Re: FahCore returned: FAILED_2 (1 = 0x1) when running a22 WU

Posted: Tue Dec 07, 2021 2:38 pm
by PaulTV
CentOS 7 (and RHEL 7) doesn't even have Python 3 in the default repo... RH releases are more conservative than carrot-haired 70-yo presidents.

Re: FahCore returned: FAILED_2 (1 = 0x1) when running a22 WU

Posted: Tue Dec 07, 2021 5:57 pm
by Neil-B
PaulTV wrote:CentOS 7 (and RHEL 7) doesn't even have Python 3 in the default repo... RH releases are more conservative than carrot-haired 70-yo presidents.
... since FaH currently doesn't need Python 3 they are a perfect match ;)
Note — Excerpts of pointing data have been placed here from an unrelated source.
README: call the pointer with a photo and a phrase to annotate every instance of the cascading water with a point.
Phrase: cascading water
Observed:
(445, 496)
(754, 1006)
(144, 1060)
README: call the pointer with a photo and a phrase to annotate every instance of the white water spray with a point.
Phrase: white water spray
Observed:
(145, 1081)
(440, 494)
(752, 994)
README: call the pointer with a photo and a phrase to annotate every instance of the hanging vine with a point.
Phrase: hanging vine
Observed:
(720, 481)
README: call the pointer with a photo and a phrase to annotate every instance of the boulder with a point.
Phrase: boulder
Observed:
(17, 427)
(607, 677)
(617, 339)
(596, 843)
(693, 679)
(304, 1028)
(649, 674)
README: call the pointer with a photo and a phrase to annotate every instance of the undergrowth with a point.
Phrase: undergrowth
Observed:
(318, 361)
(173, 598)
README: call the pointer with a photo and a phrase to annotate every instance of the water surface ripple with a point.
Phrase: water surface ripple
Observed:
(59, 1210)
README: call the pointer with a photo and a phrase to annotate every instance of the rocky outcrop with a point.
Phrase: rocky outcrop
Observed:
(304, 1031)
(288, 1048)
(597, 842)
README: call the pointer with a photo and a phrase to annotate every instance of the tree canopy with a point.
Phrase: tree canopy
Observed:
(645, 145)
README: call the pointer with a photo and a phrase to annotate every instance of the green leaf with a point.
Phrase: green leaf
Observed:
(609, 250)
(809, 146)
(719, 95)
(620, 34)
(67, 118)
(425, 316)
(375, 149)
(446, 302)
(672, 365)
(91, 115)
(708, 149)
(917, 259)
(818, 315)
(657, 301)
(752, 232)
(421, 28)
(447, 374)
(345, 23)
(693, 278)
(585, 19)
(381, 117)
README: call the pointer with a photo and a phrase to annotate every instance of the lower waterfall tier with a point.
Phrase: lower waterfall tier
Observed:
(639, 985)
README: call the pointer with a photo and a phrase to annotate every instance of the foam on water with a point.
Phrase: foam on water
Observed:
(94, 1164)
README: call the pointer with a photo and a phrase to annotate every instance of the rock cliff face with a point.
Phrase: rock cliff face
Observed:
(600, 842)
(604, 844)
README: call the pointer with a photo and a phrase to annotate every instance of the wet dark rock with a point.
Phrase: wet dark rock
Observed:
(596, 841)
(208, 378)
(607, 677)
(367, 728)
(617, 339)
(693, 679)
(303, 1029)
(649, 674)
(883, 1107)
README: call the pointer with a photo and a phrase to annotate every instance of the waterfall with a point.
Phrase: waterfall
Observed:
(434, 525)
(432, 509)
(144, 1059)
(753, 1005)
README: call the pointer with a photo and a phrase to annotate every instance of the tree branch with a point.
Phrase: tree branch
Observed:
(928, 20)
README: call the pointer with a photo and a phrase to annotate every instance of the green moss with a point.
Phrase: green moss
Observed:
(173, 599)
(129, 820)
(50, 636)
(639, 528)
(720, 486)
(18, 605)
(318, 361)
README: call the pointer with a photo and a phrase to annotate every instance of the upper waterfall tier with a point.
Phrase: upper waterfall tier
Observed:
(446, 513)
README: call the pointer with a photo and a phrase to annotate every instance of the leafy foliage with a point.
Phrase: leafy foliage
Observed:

Re: FahCore returned: FAILED_2 (1 = 0x1) when running a22 WU

Posted: Wed Dec 08, 2021 12:34 pm
by toTOW
No, because CentOS 7 has a glibc implementation that is too old for core 22 v0.0.18 ... :(

Re: FahCore returned: FAILED_2 (1 = 0x1) when running a22 WU

Posted: Thu Dec 09, 2021 1:48 am
by novosirj
Generating a new Singularity container (that's how I currently run FaH on our clusters) that uses CentOS 8 solved the problem with no other changes.

It seems kind of like a shame, but I guess it's true that most of the target audience for this software isn't running legacy-ish enterprise systems (and we have a solution for that anyway).